Mach number guard (CONFIRMED)#

Constraint: omega * R_fin_lu * sqrt(3) < 0.1 (Ma < 0.1 at fin tips).

Resolution

R_fin (lu)

Max safe omega

Period (steps)

64^3

9.7

0.00596

1,054

128^3

19.3

0.00299

2,101

192^3

29.0

0.00199

3,156

Target Ma = 0.05 (half of limit for safety margin):

Resolution

Safe omega (Ma=0.05)

Period (steps)

64^3

0.00299

2,104

128^3

0.00149

4,209

192^3

0.00100

6,283

Guard implemented as an assertion at sweep initialisation (checked once, not per-step).

128^3 rotating stability check (DONE — PASS, 2026-03-23)#

Setup: 128x128x128, confinement ratio 0.30, two-pass BB (pipe static + UMR rotating), omega = 0.00149 rad/step (Ma = 0.05), tau = 0.8, simple BB, 1000 steps.

Results:

  • NaN: False

  • Inf: False

  • u_max: 0.027 lu (< 0.05 threshold)

  • Ma_max: 0.048 (< 0.1 threshold)

  • Density conservation: 0.0037% (< 0.01% threshold)

  • Torque sign: Correct (positive — body pumps momentum into fluid)

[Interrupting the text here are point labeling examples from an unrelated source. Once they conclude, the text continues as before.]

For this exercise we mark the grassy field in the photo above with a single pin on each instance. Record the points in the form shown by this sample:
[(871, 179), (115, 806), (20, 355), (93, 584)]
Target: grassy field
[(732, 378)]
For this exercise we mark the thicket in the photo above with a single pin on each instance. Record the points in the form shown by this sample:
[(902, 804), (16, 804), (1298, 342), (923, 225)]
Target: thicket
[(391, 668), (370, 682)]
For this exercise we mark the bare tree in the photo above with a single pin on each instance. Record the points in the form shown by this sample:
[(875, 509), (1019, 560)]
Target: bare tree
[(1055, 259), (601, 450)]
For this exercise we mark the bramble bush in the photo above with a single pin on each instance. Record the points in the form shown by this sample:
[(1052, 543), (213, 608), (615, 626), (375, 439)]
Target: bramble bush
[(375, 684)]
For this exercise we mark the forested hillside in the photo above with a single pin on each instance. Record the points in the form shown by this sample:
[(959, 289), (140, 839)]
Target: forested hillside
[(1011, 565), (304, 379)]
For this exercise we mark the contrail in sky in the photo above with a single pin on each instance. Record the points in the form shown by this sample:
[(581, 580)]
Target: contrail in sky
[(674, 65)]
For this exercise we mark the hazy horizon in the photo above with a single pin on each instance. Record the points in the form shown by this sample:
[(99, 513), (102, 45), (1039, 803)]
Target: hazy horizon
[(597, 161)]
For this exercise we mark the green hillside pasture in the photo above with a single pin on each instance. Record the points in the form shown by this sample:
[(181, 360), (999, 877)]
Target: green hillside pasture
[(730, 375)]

  • Step time: 0.98 s/step on RTX 2060 GPU

Convergence rate (measured at 64^3, 2026-03-23)#

Confinement ratio 0.30, two-pass BB, omega = 0.003, tau = 0.8, Ma = 0.05. Converged at step 4400 (~2.1 rotation periods), rel_change = 0.73%. Convergence criterion: 2% relative change in mean drag torque between consecutive rotation periods.

Convergence in rotation periods is resolution-independent (same physics). At 192^3 with period = 6,283 steps: expected convergence at ~13,000 steps.

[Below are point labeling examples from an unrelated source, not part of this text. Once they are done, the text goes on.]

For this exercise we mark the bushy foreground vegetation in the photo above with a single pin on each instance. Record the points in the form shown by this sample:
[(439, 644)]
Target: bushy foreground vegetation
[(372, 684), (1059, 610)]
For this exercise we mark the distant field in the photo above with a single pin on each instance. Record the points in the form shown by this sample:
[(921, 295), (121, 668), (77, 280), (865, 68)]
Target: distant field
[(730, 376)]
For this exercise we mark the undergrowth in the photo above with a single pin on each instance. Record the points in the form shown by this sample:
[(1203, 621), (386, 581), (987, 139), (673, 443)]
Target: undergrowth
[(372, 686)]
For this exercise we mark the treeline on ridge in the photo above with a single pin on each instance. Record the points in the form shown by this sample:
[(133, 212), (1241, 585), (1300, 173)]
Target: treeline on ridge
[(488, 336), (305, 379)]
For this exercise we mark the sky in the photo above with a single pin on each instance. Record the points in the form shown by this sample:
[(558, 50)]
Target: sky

Cloud rehearsal (DONE — PASS, 2026-03-23)#

Setup: A100 SXM 80GB on RunPod (US), 192^3, confinement ratio 0.30, two-pass BB, omega = 0.001 (Ma = 0.05), simple BB, 500 steps.

Results:

  • All 6 gates PASS

  • NaN: False, Inf: False

  • u_max: 0.028 lu (< 0.05)

  • Density conservation: 0.001% (< 0.01%)

  • Torque sign: Correct

  • Step time: 0.058 s/step on A100 SXM 80GB

Issues fixed during rehearsal:

  1. GPU type: A100-80GB (PCIe) → A100-80GB-SXM (SXM)

  2. cuDNN: Docker image CUDA 12.2 incompatible with host driver 570 (CUDA 12.8). Fixed by adding pip3 install --upgrade 'jax[cuda12]' as first setup step.

  3. SkyPilot lifecycle: stream_and_get returns at job submission, not completion. Fixed with SSH polling in launch script.

  4. Git hash: .git/ not synced to cloud. Fixed by writing hash to file pre-sync.

GPU choice (REVISED after rehearsal)#

A100 SXM at $1.49/hr (RunPod). Revised rationale:

  • Measured step time at 192^3: 0.058 s/step — 17x faster than RTX 2060 extrapolation

  • The H100 SXM advantage (1.68x bandwidth) gives ~0.035 s/step — only 0.023s faster

  • At these step times, the H100 premium ($2.69 vs $1.49/hr) costs more than it saves

  • A100 is cheaper for this job: $1.21 vs $1.31 on H100

Resolution (DECIDED)#

192^3. Fin circumferential arc = 4.1 lu (well-resolved).

Revised cost estimate (from measured A100 SXM timing)#

Scenario

Steps

A100 SXM step time

Time per ratio

4 ratios

Cost

Optimistic (1.5 periods)

9,400

0.058s

9 min

36 min

$0.89

Expected (2 periods)

12,600

0.058s

12 min

49 min

$1.21

Conservative (3 periods)

18,800

0.058s

18 min

73 min

$1.81

Budget: $50.00. Expected cost: $1.21. Reserve: $48.79. Massive headroom — enough for multiple re-runs, Track C collection, orientation repeats, held-out test points, and future resolution escalation if needed.

Decision: PROCEED with T2.6#

All pre-launch gate checks pass. Architecture confirmed. Cloud rehearsal PASS. Ready for A100 SXM production launch.